And 2-2, if the error is completely captured, outputting a decoding sequence X, otherwise, judging that the decoding fails.

And 3, circularly moving the Z error syndrome in the Z decoding register into an error capturing circuit to decode the Z error, if the Z error sequence is detected to be completely captured, outputting a decoding sequence Z, otherwise, failing to decode, specifically:

step 3-1, circularly shifting the Z error syndrome in the Z decoding register into an error capturing circuit for decoding, circularly shifting the error syndrome, and judging whether the error is completely captured, wherein the steps are as follows:

step 3-1-1, passing through i is more than or equal to 0 and is more than or equal to r₂-l_ZAfter the second shift, if the last l in the Z error syndrome_ZThe bit check positions are not all 0, and r is in front₂-l_ZBit check positions are all 0, then the Z error is successfully captured in the first l of the Z error syndrome_ZEnding decoding, outputting a decoding result, and otherwise, entering the step 3-1-2;

step 3-1-2, passing through₂-l_Z+1≤i≤r₂After the second shift, if the last l in the shifted Z error syndrome_ZThe bit check positions are not all 0, and front r₂-l_ZBit check positions are all 0, then the Z error is successfully captured in the first l of the Z error syndrome of the shifted codeword sequence_ZEnding decoding, outputting a decoding result, and otherwise, entering a step 3-1-3;

step 3-1-3, continuing to shift the Z error syndrome until the whole cyclic shift process is completed, and if the last l in the shifted Z error syndrome_ZThe bit check positions are not all 0, and front r₂-l_ZAll 0 s, then the Z error is successfully captured in the first l of the Z error syndrome of the shifted codeword sequence_ZEnding decoding, outputting a decoding result, and otherwise, entering the step 3-1-4;

step 3-1-4, finishingA cyclic shift process if the shifted Z error syndrome is the first r₂-l_ZIf all the bit check positions are not always 0, a Z error decoding failure is returned.

And 3-2, if the error is completely captured, outputting a decoding sequence Z, otherwise, judging that the decoding fails.

Step 4, if the decoders with the X error and the Z error return successful decoding, the final decoding is successful, otherwise, the decoding is failed, and meanwhile, whether degenerate errors occur is judged;

wherein the judging whether the degenerate error occurs specifically is:

if l is_X＝l₁And l_Z＝l₂Then the burst error code of quantum cycle is a non-degenerate code, otherwise it belongs to degenerate code.
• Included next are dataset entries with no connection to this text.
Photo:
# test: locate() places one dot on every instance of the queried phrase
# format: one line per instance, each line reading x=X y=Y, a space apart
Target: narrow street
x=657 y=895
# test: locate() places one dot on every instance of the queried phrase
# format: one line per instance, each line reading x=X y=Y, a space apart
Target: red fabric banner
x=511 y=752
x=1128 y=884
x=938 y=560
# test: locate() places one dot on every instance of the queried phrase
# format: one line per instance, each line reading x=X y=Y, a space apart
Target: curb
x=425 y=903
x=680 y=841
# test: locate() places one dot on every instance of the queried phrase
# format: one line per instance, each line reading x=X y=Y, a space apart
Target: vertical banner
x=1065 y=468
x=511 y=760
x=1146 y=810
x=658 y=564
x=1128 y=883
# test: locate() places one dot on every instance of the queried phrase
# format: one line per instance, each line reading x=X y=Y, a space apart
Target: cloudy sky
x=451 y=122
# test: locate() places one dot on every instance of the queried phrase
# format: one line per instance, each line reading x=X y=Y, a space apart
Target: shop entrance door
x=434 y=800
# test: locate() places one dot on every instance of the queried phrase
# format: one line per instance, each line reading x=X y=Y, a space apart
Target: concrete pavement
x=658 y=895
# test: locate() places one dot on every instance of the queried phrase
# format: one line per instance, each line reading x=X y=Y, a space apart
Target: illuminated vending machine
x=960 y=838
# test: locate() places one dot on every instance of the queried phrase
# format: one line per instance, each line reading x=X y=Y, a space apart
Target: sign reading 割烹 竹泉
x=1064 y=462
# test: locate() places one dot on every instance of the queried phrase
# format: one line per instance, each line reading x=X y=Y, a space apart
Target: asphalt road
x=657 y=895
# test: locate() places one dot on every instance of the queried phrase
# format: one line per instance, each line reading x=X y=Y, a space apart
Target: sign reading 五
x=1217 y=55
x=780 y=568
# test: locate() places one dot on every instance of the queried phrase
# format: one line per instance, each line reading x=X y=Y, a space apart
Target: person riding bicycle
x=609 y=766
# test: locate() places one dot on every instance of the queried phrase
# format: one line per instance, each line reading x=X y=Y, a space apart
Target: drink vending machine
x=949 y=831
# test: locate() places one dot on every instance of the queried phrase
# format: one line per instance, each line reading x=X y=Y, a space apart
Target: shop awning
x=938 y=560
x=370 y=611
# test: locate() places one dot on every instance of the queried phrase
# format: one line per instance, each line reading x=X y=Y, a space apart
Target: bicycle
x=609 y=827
The degenerate code has a stronger error correction capability and can correct more burst errors than the non-degenerate code. The quantum capture decoder in step 3 can not only correct burst errors with length less than or equal to l₁And can correct for non-degenerate X errors of length greater than l₁But is less than or equal to l_XDegenerate X error of (1). Meanwhile, not only can the burst error length be corrected to be less than or equal to l₂And can correct non-degenerate Z errors of length greater than l₂But is less than or equal to l_ZDegenerate Z error of (1).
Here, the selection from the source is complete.